Snort! The human female is pretending to be health-conscious and has ordered a vegetable hand-roll.

She’s welcome to it–I think nori tastes like fish-food. I’m holding out for Fried Things. And here come some now!

Mmm. Gyoza. They’re piping hot, very crispy, and come with a nice sauce. Although, human female, I’m sure you would like this condiment even better:

It’s green. It must be good! No? Ah, you’re such a wuss.

More delicious fried goodness.

Dig in, my love. Last time, these tempura shrimp were naught but tails by the time we got any. The human female says she thinks the batter is the best part of tempura and that she would “happily eat tempura-fried air.” Oh, that gives me so many marvelous ideas…. (I bet with the legs off, praying mantises are not immediately recognizable under layers of rice flour and panko…)

The human male has snagged a cold item off the conveyor.
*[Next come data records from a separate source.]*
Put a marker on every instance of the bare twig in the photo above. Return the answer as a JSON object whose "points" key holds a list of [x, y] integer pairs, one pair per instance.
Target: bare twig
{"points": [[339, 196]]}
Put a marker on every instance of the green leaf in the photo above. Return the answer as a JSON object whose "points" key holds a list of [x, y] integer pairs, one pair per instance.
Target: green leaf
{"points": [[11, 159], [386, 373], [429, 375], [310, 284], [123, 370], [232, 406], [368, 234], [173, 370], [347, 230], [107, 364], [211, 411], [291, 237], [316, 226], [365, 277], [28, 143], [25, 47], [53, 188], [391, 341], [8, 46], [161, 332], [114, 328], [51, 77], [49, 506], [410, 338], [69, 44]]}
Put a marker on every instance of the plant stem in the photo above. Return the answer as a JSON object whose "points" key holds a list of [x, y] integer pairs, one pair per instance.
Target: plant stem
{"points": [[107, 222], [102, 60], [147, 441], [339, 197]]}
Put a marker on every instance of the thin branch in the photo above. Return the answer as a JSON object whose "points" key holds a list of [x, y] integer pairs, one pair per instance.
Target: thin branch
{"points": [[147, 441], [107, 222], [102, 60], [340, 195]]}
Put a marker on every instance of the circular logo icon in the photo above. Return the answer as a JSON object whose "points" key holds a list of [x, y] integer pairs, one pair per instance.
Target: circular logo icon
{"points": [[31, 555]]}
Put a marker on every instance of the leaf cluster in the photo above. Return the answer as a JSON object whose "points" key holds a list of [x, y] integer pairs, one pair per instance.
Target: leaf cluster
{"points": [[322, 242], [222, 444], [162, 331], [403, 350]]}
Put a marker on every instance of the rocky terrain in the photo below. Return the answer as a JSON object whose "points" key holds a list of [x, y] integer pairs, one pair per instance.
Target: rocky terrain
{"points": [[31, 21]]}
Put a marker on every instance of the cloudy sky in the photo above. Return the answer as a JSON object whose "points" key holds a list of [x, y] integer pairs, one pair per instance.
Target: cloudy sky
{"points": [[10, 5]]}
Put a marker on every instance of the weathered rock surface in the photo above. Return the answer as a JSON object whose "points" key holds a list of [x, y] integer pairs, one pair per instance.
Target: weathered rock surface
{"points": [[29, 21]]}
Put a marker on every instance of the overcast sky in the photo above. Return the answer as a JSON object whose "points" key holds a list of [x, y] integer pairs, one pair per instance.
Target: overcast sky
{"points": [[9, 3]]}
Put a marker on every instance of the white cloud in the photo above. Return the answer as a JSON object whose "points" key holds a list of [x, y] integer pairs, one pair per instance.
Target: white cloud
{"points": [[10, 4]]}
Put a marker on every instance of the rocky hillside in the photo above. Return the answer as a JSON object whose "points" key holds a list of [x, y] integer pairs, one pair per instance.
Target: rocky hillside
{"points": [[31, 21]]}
Looks like shrimp and avocado with some sort of citrusy mayo.

Hmm. Three pieces. One for him, one for me, and one for Sigyn. Sorry, human female, you are just going to have to content yourself with that air you said you’d eat.
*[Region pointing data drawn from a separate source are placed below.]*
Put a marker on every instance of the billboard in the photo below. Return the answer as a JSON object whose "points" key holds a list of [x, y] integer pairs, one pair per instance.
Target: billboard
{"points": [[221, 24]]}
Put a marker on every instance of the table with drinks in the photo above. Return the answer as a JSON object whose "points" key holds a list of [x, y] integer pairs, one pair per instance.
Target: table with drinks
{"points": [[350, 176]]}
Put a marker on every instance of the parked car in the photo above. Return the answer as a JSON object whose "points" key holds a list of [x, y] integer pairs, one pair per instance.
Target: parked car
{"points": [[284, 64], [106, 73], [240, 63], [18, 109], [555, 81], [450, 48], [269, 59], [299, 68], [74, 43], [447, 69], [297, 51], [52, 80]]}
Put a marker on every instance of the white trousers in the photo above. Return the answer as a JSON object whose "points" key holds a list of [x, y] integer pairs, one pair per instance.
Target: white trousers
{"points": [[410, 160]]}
It is time for dessert! Sorry again, human female, there is no beany-goo filled, fish-shaped–

Great Friggas corset! The human female got her request in even before we were seated! Unfair! She’s going to sit there, smugly, feasting on donut and sweet, beany goo with ice cream and just gloat, I know she is. Do not be surprised, woman, if that fish a) drips bean goo on your shirt, b) makes you fat, or c) both.